Shape Constraints in Symbolic Regression using Penalized Least Squares
Viktor Martinek, Julia Reuter, Ophelia Frotscher, Sanaz Mostaghim, Markus Richter, Roland Herzog
TL;DR
The paper addresses how to incorporate shape constraints into symbolic regression by penalizing SC violations during the parameter identification step using gradient-based, second-order optimization. It formulates SC as constraints evaluated at a finite set of points and combines their penalties with the SR loss in a soft-constrained framework, implemented within the TiSR NSGA-II-based platform. Through experiments on Gaussian, magman, and van der Waals problems under varying noise and data scarcity, the approach minimizes SC violations during fitting (minim_obj) and is compared to a baseline and a post-hoc SC-penalized variant (obj). Results show that SC helps most when data are limited, with minim_obj providing statistically significant gains in some cases while never performing worse overall, indicating practical utility for extrapolation and prior-knowledge integration in data-sparse regimes. The work points to future extensions to empirical datasets and broader SC types to further amplify benefits in real-world applications.
Abstract
We study the addition of shape constraints (SC) and their consideration during the parameter identification step of symbolic regression (SR).

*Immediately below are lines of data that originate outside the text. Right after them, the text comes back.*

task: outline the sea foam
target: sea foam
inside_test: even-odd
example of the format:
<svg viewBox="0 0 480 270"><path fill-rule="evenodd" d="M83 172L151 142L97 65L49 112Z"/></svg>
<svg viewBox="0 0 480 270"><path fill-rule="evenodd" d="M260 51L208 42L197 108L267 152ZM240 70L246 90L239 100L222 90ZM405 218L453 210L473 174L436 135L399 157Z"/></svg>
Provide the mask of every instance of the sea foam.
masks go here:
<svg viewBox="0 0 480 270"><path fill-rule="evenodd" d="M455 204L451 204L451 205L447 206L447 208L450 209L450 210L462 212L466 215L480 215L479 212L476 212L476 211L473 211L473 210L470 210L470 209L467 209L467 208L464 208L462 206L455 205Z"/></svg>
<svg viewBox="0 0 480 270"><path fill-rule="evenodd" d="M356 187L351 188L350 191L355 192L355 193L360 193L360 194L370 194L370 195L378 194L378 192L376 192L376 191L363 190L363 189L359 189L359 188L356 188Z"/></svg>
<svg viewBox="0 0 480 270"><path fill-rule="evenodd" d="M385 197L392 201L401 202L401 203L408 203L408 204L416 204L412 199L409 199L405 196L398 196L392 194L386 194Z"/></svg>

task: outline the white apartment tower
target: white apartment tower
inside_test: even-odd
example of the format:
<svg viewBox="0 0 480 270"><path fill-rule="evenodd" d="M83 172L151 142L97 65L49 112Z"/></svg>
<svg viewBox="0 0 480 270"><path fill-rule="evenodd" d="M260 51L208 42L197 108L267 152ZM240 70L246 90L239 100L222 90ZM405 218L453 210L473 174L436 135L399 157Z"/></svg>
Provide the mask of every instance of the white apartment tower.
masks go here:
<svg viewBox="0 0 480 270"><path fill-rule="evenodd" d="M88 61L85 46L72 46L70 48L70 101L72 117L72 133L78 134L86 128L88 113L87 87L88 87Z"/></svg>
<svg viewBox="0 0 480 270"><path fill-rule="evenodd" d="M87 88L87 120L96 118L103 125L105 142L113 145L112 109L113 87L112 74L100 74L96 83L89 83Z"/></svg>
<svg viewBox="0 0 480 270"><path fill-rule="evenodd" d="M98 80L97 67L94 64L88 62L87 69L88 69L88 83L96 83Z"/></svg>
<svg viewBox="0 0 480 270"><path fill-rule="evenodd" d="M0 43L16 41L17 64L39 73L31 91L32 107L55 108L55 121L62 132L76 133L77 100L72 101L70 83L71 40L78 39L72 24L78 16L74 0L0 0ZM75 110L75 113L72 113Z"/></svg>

SC serve as a means to introduce prior knowledge about the shape of the otherwise unknown model function into SR. Unlike previous works that have explored SC in SR, we propose minimizing SC violations during parameter identification using gradient-based numerical optimization. We test three algorithm variants to evaluate their performance in identifying three symbolic expressions from synthetically generated data sets. This paper examines two benchmark scenarios: one with varying noise levels and another with reduced amounts of training data. The results indicate that incorporating SC into the expression search is particularly beneficial when data is scarce. Compared to using SC only in the selection process, our approach of minimizing violations during parameter identification shows a statistically significant benefit in some of our test cases, without being significantly worse in any instance.